Au cours de la dernière décennie, des modèles in vivo de lésions facettes cervicales qui reproduisent des symptômes cliniques de la douleur ont été développés.
Il en est de la souffrance générale retrouvée chez les patients souffrant de cervicalgie attribuée à un fléau cervical ;
il est connu que la pression par exemple sur le tibial antérieur est vécue plus douloureusement chez ces patients que chez les sujets témoins.
Un modèle animal créant une souffrance articulaire cervicale expérimentale reproduit cette hypersensibilité générale, mise en évidence par un retrait de la patte plus précoce lorsqu’elle est touchée par un monofilament ou approchée d’une source de chaleur.
Les mimiques du rat sont aussi une façon d’objectiver cette souffrance : le Grimace Scale est un test permettant de mesurer son intensité : quand votre patient plissera du nez, des yeux et surtout lorsqu’il baissera les oreilles, il ne faudra peut être pas insister avec le dry needling du multifide cervical.

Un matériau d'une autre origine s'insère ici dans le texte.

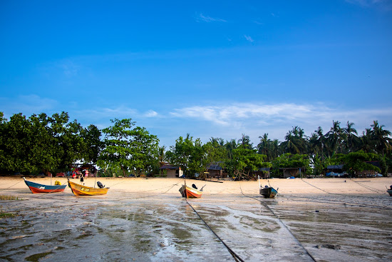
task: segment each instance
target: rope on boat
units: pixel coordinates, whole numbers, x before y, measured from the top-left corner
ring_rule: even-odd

L’article en lui même est bien ardu sur la fin, j’avoue j’ai décroché sur les neuro-transmetteurs…
Référence bibliographique :
Meagan E. Ita, Sijia Zhang, Timothy P. Holsgrove, Sonia Kartha, Beth A. Winkelstein. The Physiological Basis of Cervical Facet-Mediated Persistent Pain: Basic Science and Clinical Challenges. J Orthop Sports Phys Ther 2017;47(7):450-461.